How To Install an Elasticsearch Cluster on Ubuntu 18.04

In this post we will setup a 3 Node Elasticsearch Cluster which will be installed on Ubuntu 18.04.

Elasticsearch is a distributed, restful search and analytics engine built on Apache Lucene.

Elasticsearch has become the most popular search engine and is commonly used for log analytics, full-text search, security intelligence, business analytics etc.

Elasticsearch Logo

In this tutorial, we will install a 3 node cluster and go through some API examples on creating indexes, ingesting documents, searches etc.

This cluster will consist of 3 data nodes, so with this scenario a master node will be elected and with a 3 node cluster, we would want to avoid a split brain and have quorum of master-eligible nodes.

In a future post, I will be going through how to setup a Elasticsearch Cluster with Dedicated Masters

But before we get to that, let’s cover some basics:

Table of Contents

Elasticsearch Basic Concepts

a Elasticsearch Cluster is made up of a number of nodes;
Each Node contains Indexes, where a Index is a Collection of Documents;
Master nodes are responsible for Cluster related tasks, creating / deleting indexes, tracking of nodes, allocate shards to nodes;
Data nodes are responsible for hosting the actual shards that has the indexed data also handles data related operations like CRUD, search, and aggregations;
Indexes is split into Multiple Shards;
Shards exists of Primary Shards and Replica Shards;
A Replica Shard is a Copy of a Primary Shard which is used for HA/Redundancy;
Shards gets placed on random nodes throughout the cluster;
A Replica Shard will NEVER be on the same node as the Primary Shard’s associated shard-id.

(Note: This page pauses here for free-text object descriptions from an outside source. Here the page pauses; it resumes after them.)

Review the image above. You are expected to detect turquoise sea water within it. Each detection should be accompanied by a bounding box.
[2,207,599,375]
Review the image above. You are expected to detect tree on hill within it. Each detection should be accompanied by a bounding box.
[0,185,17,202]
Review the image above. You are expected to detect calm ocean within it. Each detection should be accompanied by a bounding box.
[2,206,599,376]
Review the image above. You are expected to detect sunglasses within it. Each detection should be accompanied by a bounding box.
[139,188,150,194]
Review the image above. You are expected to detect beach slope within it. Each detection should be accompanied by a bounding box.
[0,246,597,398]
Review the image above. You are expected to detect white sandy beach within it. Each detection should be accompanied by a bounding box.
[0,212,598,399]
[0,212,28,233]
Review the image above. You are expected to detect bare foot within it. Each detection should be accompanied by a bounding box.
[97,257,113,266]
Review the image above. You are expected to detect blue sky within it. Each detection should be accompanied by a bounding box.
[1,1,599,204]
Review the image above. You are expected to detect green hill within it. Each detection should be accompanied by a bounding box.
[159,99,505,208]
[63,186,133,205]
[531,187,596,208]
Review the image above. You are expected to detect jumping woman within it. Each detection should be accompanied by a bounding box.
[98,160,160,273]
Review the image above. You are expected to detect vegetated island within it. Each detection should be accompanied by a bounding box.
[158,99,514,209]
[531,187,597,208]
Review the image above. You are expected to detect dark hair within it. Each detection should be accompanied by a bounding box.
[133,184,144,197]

Elasticsearch cluster architecture — *Representation of Nodes, Index and Shards on 2 Nodes (as an example)*

Note on Master Elections

The minimum number of master eligible nodes that need to join a newly elected master in order for an election is configured via the setting discovery.zen.minimum_master_nodes. This configuration is extremely important, as it makes each master-eligible node aware of the minimum number of master-eligible nodes that must be visible in order to form a cluster.

Without this setting or incorrect configuration, this might lead to a split brain, where let’s say something went wrong and upon nodes rejoining the cluster, it may form 2 different clusters, which we want to avoid at all costs.

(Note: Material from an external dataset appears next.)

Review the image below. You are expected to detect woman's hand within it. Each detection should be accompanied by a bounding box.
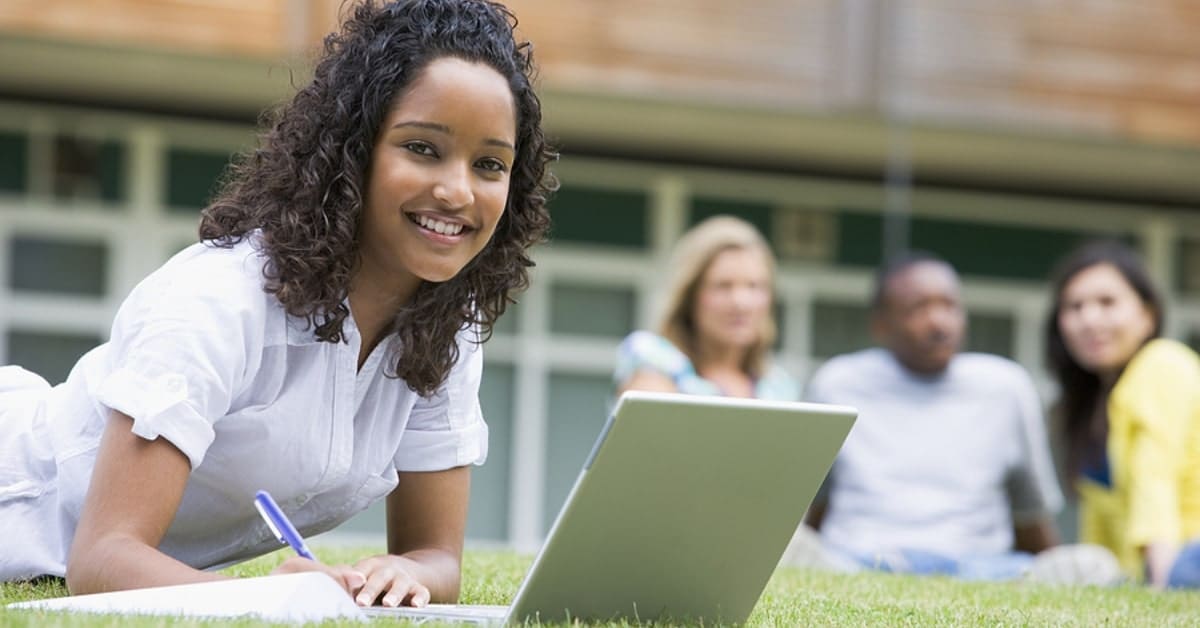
[1143,541,1181,589]
[381,467,472,603]
[349,554,431,607]
[270,556,367,597]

From consulting elasticsearch documentation, to avoid a split brain, this setting should be set to a quorum of master-eligible nodes via the following formula:

(master_eligible_nodes / 2) + 1
# in our case:
(3/2) + 1 = 2

It is recommended to avoid having only two master eligible nodes, since a quorum of two is two. To read more on elasticsearch cluster master election process, have a look at their documentation

Prerequisites

We need to set the internal IP addresses of our nodes to either our hosts file or DNS server. To keep it simple, I will add them to my host file. This needs to applied to both nodes:

$ sudo su - 
$ cat > /etc/hosts << EOF
127.0.0.1 localhost
172.31.0.77 es-node-1
172.31.0.45 es-node-2
172.31.0.48 es-node-3
EOF

Now that our host entries are set, we can start with the fun stuff.

Install Elasticsearch

The below instructions need to be applied to both nodes.

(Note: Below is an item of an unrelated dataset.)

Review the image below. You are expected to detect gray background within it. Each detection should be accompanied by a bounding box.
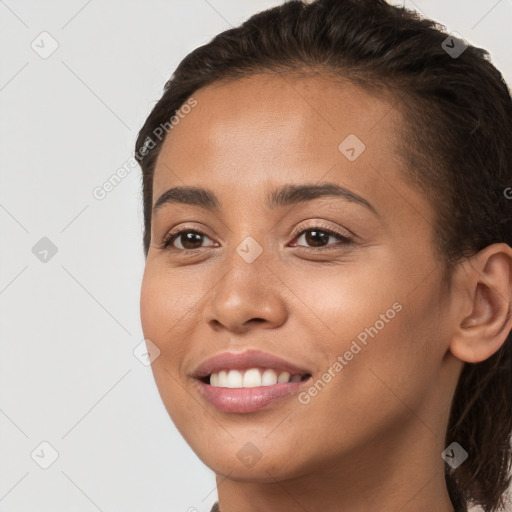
[1,1,511,511]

Get the Elasticsearch repositories and update your system so that your servers are aware of the newly added Elasticsearch repository:

$ apt update && apt upgrade -y
$ apt install software-properties-common python-software-properties apt-transport-https -y
$ wget -qO - https://artifacts.elastic.co/GPG-KEY-elasticsearch | sudo apt-key add -
$ echo "deb https://artifacts.elastic.co/packages/6.x/apt stable main" | sudo tee -a /etc/apt/sources.list.d/elastic-6.x.list
$ apt update

Elasticsearch relies on Java, so install the java development kit:

$ apt install default-jdk -y

Verify that java is installed:

$ java -version
openjdk version "11.0.3" 2019-04-16
OpenJDK Runtime Environment (build 11.0.3+7-Ubuntu-1ubuntu218.04.1)
OpenJDK 64-Bit Server VM (build 11.0.3+7-Ubuntu-1ubuntu218.04.1, mixed mode, sharing)

Install Elasticsearch:

$ apt install elasticsearch -y

Once Elasticsearch is installed, repeat these steps on the second node. Once that is done, move on to the configuration section.

Configure Elasticsearch

For nodes to join the same cluster, they should all share the same cluster name.

We also need to specify the the discovery hosts as the masters so that the nodes can be discoverable. Since we are installing a 3 node cluster, all nodes will contribute to a master and data node role.

Feel free to inspect the Elasticsearch cluster configuration, but I will be overwriting the default configuration with the config that I need.

Make sure to apply the configuration on both nodes:

$ cat > /etc/elasticsearch/elasticsearch.yml << EOF
cluster.name: es-cluster
node.name: \${HOSTNAME}
node.master: true
node.data: true
path.logs: /var/log/elasticsearch
path.data: /usr/share/elasticsearch/data
bootstrap.memory_lock: true
network.host: 0.0.0.0
discovery.zen.minimum_master_nodes: 2
discovery.zen.ping.unicast.hosts: ["es-node-1", "es-node-2"]
EOF

Important settings for your elasticsearch cluster is described on their docs:

Increase the file descriptors on the nodes, as instructed by the documentation:

$ cat > /etc/default/elasticsearch << EOF
ES_STARTUP_SLEEP_TIME=5
MAX_OPEN_FILES=65536
MAX_LOCKED_MEMORY=unlimited
EOF

Ensure that pages are not swapped out to disk by requesting the JVM to lock the heap in memory by setting LimitMEMLOCK=infinity.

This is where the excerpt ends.